Published
I am a DON in along-term care facility, and I am having a difficult time finding both nurses and CNA's who are willing to work the evening night shift/weekends/holidays etc. The new graduates who apply all want a day job with no weekends or holidays. They think that I am crazy to expect them to work these other shifts. I had one girl even ask the day nurse--(who had worked 10 years on nights, and 6 years on the evening shift before finally getting the day position) why she thought she should have the day job, and not her. She had just passed her boards. When I started in nursing 20+ years ago, it was known that we would be working the night shift, weekends, and holidays, etc. It seems that this is the general rule for the younger generation now entering the health care field, or am I the only one who is experiencing this?
anotherneonurse
25 Posts
It may have something to do with the area of nursing you're working in more than the generation per say. For a new nurse, if you want something popular like L&D or NICU you are aware you have to take whatever you can get and just be happy to find anyone that will hire you at all.

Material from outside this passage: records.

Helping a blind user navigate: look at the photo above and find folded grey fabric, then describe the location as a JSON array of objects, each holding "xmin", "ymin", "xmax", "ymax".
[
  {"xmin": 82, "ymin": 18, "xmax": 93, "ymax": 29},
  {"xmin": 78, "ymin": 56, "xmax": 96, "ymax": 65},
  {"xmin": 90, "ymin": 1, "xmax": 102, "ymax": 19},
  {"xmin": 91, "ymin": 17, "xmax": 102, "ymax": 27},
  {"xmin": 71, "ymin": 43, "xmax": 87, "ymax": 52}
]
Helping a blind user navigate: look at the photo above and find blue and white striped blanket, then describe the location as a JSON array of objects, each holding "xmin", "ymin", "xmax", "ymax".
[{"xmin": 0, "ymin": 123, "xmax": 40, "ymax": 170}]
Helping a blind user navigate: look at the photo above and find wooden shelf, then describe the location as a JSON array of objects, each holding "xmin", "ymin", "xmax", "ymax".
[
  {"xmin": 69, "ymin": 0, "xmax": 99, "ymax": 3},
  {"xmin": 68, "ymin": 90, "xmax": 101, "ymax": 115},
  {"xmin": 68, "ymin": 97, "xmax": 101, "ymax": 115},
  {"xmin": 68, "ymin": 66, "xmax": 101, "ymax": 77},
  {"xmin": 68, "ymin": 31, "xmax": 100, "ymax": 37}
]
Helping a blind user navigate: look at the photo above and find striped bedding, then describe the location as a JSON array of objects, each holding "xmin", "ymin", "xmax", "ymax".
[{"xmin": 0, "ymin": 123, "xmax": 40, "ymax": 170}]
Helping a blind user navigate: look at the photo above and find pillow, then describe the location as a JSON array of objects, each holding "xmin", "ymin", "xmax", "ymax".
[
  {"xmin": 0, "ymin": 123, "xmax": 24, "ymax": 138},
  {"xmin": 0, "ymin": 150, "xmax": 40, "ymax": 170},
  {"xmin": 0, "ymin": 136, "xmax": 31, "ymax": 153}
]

So to get people to work in less desirable areas like geriatrics and telemetry people think, there must be an incentive. Sometimes these areas pay more but the big pull is scheduling. To get anybody, experienced or not, to work undesirable shifts in an undesirable area of nursing you have to pay out the nose. If you can't do that, you have to offer something nice. Light assignments, few weekends or holidays, great support and work environment, just anything to make people want to work there because most new grads aren't thinking, gee I really want to work with old folks in diapers.